Chez Carlos Saura (42min26)
Filmé en août 2007, Carlos Saura ouvre les portes du jardin de sa demeure madrilène pour un long entretien où de nombreux points sont évoqués. Il revient évidemment longuement sur Cria cuervos, l'idée de départ (explorer la relation des enfants avec les adultes) et les thèmes de la mort, de la mémoire, du souvenir qui planent sur le film. L'entretien rapporte des anecdotes en tout genre, des photos prises par Saura lui-même qui sont dans le film en passant par le lieu du tournage (la maison familiale du film se situait à l'époque en face de l'habitation de Carlos Saura), et le choix de la chanson Porque te vas. Le cinéaste parle ensuite de ses inspirations, de sa rencontre avec le producteur Elias Quereteja, du succès du film en France, suite à l'obtention du Prix Spécial du jury à Cannes, et dans le monde. Ce n'est qu'à la toute fin de l'interview qu'il évoque la période noire du franquisme mais le réalisateur ne s'attarde pas vraiment là-dessus. L'interview est intéressante et permet de se faire une idée plus précise du réalisateur toujours en activité et considéré comme l'un des cinéastes avant-gardistes de son époque.
Entretien avec Elias Quereteja (17min38)
Beaucoup de questions similaires à celles posées à Carlos Saura reviennent dans cet entretien, c'est donc pourquoi les propos d'Elias Quereteja peuvent paraitre parfois redondants. Egalement filmé en août dernier, cette figure indépendante du cinéma espagnol revient sur son expérience de producteur sur Cria cuervos ainsi que sur les difficultés de produire ce film à une époque où sévissait encore la dictature.
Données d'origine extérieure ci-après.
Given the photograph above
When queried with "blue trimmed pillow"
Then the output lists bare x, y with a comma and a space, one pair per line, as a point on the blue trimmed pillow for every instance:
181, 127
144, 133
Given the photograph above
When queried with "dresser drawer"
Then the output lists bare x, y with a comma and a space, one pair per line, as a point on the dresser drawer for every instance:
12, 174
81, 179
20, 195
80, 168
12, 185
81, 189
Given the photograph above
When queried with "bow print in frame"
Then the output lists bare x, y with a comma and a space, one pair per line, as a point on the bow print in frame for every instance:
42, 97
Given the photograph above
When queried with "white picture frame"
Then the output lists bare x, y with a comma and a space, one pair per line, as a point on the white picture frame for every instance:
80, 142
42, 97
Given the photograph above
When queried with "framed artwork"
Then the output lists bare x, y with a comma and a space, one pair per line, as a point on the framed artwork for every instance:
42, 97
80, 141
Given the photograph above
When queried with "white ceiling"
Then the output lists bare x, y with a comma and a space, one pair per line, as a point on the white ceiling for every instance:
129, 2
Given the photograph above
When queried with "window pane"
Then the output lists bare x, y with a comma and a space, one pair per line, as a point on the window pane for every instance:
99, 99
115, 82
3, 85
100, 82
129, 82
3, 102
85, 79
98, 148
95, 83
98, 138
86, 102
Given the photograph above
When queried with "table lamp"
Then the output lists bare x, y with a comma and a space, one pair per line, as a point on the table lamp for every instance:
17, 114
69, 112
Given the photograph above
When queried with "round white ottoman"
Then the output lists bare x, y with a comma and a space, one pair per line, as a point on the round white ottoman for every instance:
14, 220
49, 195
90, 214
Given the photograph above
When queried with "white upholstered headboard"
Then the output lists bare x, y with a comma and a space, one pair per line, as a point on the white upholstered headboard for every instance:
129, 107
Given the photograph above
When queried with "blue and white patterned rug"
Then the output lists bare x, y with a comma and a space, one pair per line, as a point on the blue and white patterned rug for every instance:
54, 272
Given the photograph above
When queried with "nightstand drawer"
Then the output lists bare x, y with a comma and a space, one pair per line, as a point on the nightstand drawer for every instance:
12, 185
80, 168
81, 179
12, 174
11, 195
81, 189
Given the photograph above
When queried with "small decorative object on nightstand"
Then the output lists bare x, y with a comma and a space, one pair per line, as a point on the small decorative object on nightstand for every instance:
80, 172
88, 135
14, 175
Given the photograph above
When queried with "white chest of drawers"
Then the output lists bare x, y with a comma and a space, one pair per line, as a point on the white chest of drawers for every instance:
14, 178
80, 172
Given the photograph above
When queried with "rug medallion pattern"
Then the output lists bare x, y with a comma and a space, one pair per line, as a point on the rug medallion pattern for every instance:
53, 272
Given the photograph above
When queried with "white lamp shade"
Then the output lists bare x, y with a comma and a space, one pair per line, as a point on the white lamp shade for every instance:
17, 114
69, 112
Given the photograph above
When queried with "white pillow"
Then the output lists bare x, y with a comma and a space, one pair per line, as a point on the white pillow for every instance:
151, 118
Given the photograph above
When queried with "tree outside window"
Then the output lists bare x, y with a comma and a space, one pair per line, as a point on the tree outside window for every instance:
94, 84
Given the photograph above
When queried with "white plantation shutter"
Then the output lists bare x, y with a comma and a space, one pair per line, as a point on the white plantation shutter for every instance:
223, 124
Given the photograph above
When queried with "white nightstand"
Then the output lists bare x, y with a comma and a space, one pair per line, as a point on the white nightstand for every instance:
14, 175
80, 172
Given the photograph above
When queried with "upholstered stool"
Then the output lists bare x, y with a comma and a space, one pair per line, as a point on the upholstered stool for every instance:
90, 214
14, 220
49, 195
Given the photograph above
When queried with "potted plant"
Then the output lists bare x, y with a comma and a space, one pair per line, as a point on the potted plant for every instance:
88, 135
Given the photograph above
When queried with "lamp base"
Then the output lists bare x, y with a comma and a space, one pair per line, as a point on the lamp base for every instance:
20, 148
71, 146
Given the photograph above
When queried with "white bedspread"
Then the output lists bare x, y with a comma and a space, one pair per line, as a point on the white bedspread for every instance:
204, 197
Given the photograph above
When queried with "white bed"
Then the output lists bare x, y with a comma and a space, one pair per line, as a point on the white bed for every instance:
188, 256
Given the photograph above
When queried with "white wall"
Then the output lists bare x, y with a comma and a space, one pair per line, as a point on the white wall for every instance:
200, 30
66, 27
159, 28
Parmi ses grandes influences cinématographiques, il cite volontiers Le Voleur de bicyclette de Vittorio de Sica, une œuvre ayant bouleversé la vie de nombreux cinéastes (et notamment Scorsese...). Il n'est donc pas étonnant de s'apercevoir que la carrière d'Elias Quereteja est surtout jalonnée de films documentaires et d'œuvres s'apparentant plus au réalisme.
Pour compléter cette série d'entretiens, il aurait été intéressant d'avoir l'avis d'Ana Torrent qui interprétait la petite Ana dans le film d'autant plus que le zone 1 sorti cette année chez Criterion en propose un. Pour les curieux, la comédienne poursuit une belle carrière, on a pu la voir dans Vacas de Julio Medem ou Tesis d'Alejandro Amenabar.
L'intéractivité se clôt sur la bande-annonce d'époque (2min57, vostf), un teaser réalisé en 2007 (45 secondes), et la bande-annonce 2007 (1min14) du film. Vous retrouverez également une partie DVD-ROM comprenant un dossier pédagogique d'une quarantaine de pages sur Cria cuervos.